Por razones personales, cuyos detalles ahorraré a mis lectores, soy visitante asiduo de las residencias de ancianos desde hace una decena de años. Hablemos, por ejemplo, de la residencia Francisco de Vitoria, la más antigua y más grande de cuantas tenemos hoy en día en Alcalá. Yo la conocí al poco de haber sido inaugurada porque iba todos los meses a llevarles unos ejemplares del Boletín que publicaba el Ayuntamiento. Era como un hotel de lujo, con el servicio perfectamente uniformado, las instalaciones relucientes; hasta disponía de un bar de estilo inglés, cuya vajilla puede verse en una vitrina expositora situada en la que llaman planta noble. Si el empaque del edificio, con sus miles de metros de jardín arbolado, era imponente, el aspecto de los residentes no le iba a la zaga. Gente aún relativamente joven, muy bien cuidados y mejor vestidos, que se habían quedado prematuramente viudos o viudas y que habían decidido irse a vivir allí, imitando quizá sin saberlo a esos escritores o artistas bohemios que encontraban la felicidad viviendo de por vida en un hotel.

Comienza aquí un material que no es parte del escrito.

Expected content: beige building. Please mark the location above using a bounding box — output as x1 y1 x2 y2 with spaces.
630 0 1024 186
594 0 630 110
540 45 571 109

Pero hoy las residencias de ancianos, pese a los denodados esfuerzos de cuantos atienden a nuestros mayores, se han convertido en cementerios de elefantes, para decirlo de una manera un poco cruda. Las residencias son el Narayama al que llevamos a nuestros familiares, probablemente con dolor de corazón suyo y nuestro, cuando llegamos a un punto en que solos no pueden vivir y en casa, a pesar de los pesares y de todo lo que se esta diciendo y criticando en estos días, estarían mucho peor atendidos. En las residencias, por lo general, hay buena alimentación, buena higiene y buena atención sanitaria. Pero los mayores saben, y todos sabemos, que la residencia es la antesala donde esperar el final. Por eso se resisten y prefieren seguir en su domicilio hasta que la  vejez les lleva a un grado de dependencia que les impide llevar una vida autónoma.

¿A quién deberíamos culpar por el deterioro palpable del ambiente que uno puede ver cuando visita una residencia? Me parece que no hay culpables, o quizá sí que hay uno: el bienestar de que disfruta la sociedad española, que la ha llevado a convertirse en la segunda más longeva del planeta, por detrás de los japoneses. No olvidemos que tenemos a día de hoy más de 1,5 millones de conciudadanos por encima de los 85 años. Es un logro extraordinario, del que podemos sentirnos orgullosos, como de nuestro liderazgo en el campo de los transplantes. Pero inmortales no somos y a partir de ciertos límites quizás deberíamos hablar más de esperanza de duración que de esperanza de vida. Porque vivir no es lo mismo que durar.

Me resulta, pues, nauseabundo que desde la extrema derecha se hayan utilizado o manipulado las muertes en las residencias para acusar al Gobierno de llevar a cabo una eutanasia feroz. Al menos deberían haber tenido la prudencia de considerar que estos centros dependen de las Comunidades Autónomas y no del Ejecutivo central. Pero todo vale con tal de desgastar al que llaman Gobierno social-comunista. Tengo la impresión de que se acercan tiempos duros en los que de nuevo tendremos que luchar por lo que es evidente.